Three other students — paired with a translator named Andrea who is a medical student from the University of Medical Sciences (UCIMED) in San José — form a triage group, ready to take in patients when they arrive. The day prior, the same students had performed house visits and handed out appointment slips to sick residents, and now they wait for patients to treat.
At 2 p.m., a patient arrives to her appointment 15 minutes early. The students ask her a detailed list of questions, stumbling over their Spanish and looking toward Andrea when their pronunciation of a word leaves their patient perplexed.
Do you have a family history of disease? What brings you here today?
“It’s becoming increasingly difficult to get clinical hours in the United States because of the numbers of students that are wanting to pursue health care as a career and the inability of practitioners to make themselves available.”
Junior nursing major Logan Young is the recorder on this case. As the woman recounts a story of falling down the stairs only two days earlier, Young takes notes, first of the pain in the woman’s back, arm and neck, then of her limited range of motion.

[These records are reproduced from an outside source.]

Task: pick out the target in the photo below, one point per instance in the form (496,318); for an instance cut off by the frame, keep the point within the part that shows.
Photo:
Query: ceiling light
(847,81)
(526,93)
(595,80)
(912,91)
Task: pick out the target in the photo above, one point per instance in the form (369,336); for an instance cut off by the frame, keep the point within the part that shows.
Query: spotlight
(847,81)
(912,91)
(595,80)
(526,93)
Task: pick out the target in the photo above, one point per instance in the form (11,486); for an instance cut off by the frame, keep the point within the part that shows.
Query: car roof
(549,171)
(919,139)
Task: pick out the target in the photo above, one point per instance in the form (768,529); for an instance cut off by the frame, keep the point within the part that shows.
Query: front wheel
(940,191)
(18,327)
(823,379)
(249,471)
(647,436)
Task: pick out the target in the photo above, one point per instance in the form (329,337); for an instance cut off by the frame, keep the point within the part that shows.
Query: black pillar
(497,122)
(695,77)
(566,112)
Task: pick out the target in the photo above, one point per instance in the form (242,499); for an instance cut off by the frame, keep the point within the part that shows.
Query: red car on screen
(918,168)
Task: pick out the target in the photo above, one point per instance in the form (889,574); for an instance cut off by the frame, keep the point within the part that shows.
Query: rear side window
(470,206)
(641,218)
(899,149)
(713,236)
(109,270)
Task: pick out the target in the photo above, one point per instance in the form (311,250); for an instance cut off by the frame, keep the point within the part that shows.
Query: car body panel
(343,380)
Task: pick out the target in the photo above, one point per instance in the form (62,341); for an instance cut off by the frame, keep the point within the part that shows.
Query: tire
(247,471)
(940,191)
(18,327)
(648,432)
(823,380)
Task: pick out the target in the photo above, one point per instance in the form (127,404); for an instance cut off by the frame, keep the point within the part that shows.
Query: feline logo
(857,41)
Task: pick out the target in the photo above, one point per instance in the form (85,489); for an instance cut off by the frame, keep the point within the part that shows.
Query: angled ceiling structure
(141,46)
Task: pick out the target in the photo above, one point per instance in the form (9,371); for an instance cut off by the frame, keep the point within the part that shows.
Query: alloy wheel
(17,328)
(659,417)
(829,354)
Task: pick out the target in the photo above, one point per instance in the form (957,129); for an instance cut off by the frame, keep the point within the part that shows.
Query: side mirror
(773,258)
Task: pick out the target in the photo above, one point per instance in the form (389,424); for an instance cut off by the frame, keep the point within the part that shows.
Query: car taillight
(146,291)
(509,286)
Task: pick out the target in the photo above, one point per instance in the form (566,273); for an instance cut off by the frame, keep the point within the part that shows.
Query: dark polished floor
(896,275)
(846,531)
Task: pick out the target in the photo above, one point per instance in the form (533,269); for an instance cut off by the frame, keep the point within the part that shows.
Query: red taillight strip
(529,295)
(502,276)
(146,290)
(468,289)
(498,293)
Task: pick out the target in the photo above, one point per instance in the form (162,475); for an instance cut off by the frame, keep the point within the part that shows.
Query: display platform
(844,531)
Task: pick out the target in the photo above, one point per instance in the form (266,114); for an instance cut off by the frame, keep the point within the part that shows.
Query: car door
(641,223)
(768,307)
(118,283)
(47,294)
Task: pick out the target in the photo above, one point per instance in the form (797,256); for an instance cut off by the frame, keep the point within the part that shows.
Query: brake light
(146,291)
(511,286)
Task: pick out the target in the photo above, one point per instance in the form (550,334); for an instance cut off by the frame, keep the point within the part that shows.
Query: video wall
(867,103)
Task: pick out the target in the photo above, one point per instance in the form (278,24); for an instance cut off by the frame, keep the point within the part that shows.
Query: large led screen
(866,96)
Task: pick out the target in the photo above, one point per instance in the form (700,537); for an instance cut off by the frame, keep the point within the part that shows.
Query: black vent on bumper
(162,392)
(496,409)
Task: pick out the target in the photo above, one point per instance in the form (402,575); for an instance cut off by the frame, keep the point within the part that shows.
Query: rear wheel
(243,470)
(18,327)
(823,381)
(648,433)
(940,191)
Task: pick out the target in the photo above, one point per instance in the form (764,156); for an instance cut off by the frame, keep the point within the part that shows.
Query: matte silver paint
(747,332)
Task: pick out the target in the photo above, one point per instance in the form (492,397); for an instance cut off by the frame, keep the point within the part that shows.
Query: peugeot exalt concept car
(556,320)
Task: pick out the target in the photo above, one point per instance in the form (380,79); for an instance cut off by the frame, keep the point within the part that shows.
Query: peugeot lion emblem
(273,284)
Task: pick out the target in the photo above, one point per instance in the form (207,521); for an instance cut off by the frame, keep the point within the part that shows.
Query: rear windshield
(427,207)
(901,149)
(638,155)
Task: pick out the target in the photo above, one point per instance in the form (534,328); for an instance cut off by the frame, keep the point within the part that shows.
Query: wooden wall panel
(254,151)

As the questions continue, the woman reveals a host of other symptoms, many of which seem unrelated to her fall. She has anxiety, she says, but she hasn’t been able to get medication for it in months. Her throat is sore; her eyes water; and she has persistent pelvic pain.
Young looks up from her clipboard to find that the woman is crying — and at once, all the students hold their questions. The language barrier overwhelms them because in that moment, they want nothing more than to verbally express their sympathies for what brought their patient to tears.
Instead, Young holds out her hand, and the woman takes it, the slightest smile an apparent attempt to overcome her fear. She is scared, she says, because she doesn’t know what is wrong with her. She knows that her living conditions are making her sick, and she is sad that she has to expose her children to the same environment.
Dr. Gloriana Saenz, a recent graduate from UCIMED, makes her rounds. The students pull her into their group and relay their patient’s symptoms and vitals to her. Saenz asks the students what they believe the woman is suffering from, then uses the woman’s case as a teachable moment. Pelvic pain and back pain, she says, are symptoms of a urinary tract infection, which can come in two versions: complicated and non-complicated. The farther the bacteria travel up the urinary tract, the worse the infection can become.
The woman takes a urine test, which renders positive for a UTI, and Saenz sends her home with antibiotics for the infection and ibuprofen for her pain. The woman gets the drugs from the pharmacy on her way out the door. As she leaves, she turns to Andrea to relay a message to the students.
“Thank you for being so caring,” she says. “Most doctors aren’t.”